Parce que documenter, c’est organiser la mémoire de l’innovation, nous sommes dotés d’outils d’analyse performants autour des processus de création ; nous pouvons ainsi mener à bien notre méthode.

> différents modes d'intervention en entreprise

Nous accompagnons, en experts, des résidences d’artistes. Accueillir un artiste dans l’entreprise, c’est une chance d’innovation et de mobilisation des équipes autour de projets porteurs de sens. Pour accompagner votre démarche d’innovation, nous publions des cahiers de tendances, effectuons des veilles sur mesure, animons workshops, séminaires, formations, et assurons le commissariat d’expositions, assumant pleinement la monstration de vos projets.

pourquoi travailler avec les artistes

1er principe : décaler, détourner

Les artistes détournent les technologies de leur mode d’emploi initial. Par décalages successifs, ils élaborent et trouvent de nouveaux usages. Leur démarche élargit de manière créative et surprenante les potentialités de la technique. Leur contestation, pouvant aller jusqu’à la provocation, propose une autre vision du monde.

2e principe : anticiper, préfigurer

Depuis le début du XXe siècle, les artistes sont considérés comme des « voyants », des « avant-gardistes »  embrayeurs de nouvelles tendances, affirmant leur vision personnelle, parfois rebelle. De cette propension à créer de l’originalité émergent des propositions inédites, qu’elles soient d’ordre technique, relationnelle, économique… Elles préfigurent souvent l’éclosion de nouvelles tendances : un usage isolé devenant par exemple un usage massif et partagé.

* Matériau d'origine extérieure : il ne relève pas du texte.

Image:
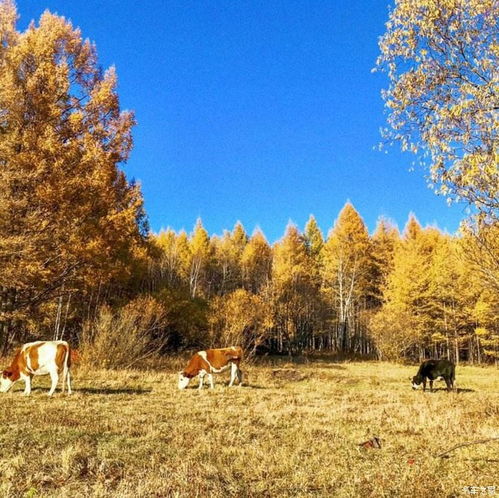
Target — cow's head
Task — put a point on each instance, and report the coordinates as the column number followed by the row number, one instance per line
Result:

3e principe : inventer, créer

L’art n’a pas pour seule vocation de produire un sens commun, une logique attendue : il propose aussi de l’inédit. Luttant par essence contre les idées reçues, les artistes élaborent certes de l’esthétique mais repensent aussi la technologie, la sociologie, l’éthique. Ils sont à même de (ré)inventer notre monde tout en en préfigurant un nouveau. En lien avec scientifiques et ingénieurs, les artistes ont cette aptitude à construire d’autres représentations du monde, d’autres relations : soit, l’émergence d’un écosystème à venir. Quelle belle opportunité pour une entreprise en phase avec son temps que de travailler de concert avec eux ! L’art est un « activateur » d’innovation, un supplément d’âme essentiel à notre survie.

le manifeste Décalab

Pour une coopération multidisciplinaire en entreprise ! C’est une évidence : l’art, la philosophie et les sciences fondamentales ont des choses à nous dire sur la période de mutation que nous vivons. Cela nécessite une nouvelle vision (et d’autres discours) pour penser ce nouveau monde, l’anticiper et le vivre au travers de modes opératoires inédits. Alors pourquoi ne pas laisser davantage la parole aux créateurs-chercheurs que sont les artistes, les philosophes et les scientifiques ? Cela semble pourtant une évidence, une nécessité, parce que nous avons plus que jamais besoin de sensibilités et d’énoncés renouvelés. Notre mission : comprendre les mutations en cours, observer les pratiques émergentes, revendiquer un autre discours, se défaire de grilles de lecture obsolètes, repérer les germes potentiels de futures tendances… Cette ambition ressemble à une « déprogrammation-reprogrammation » qui nécessite des ressources profondes afin de s’épanouir, au mieux, hors de toutes frontières préétablies. Passons au crible la crise financière par le « design exploratoire » ! Osons le processus d’innovation en R&D par le prisme des arts numériques ! Inventons des relations entre les sciences quantiques et les usages sociaux ! Avec DécaLab, l’innovation devient une aventure inédite, assurément passionnée !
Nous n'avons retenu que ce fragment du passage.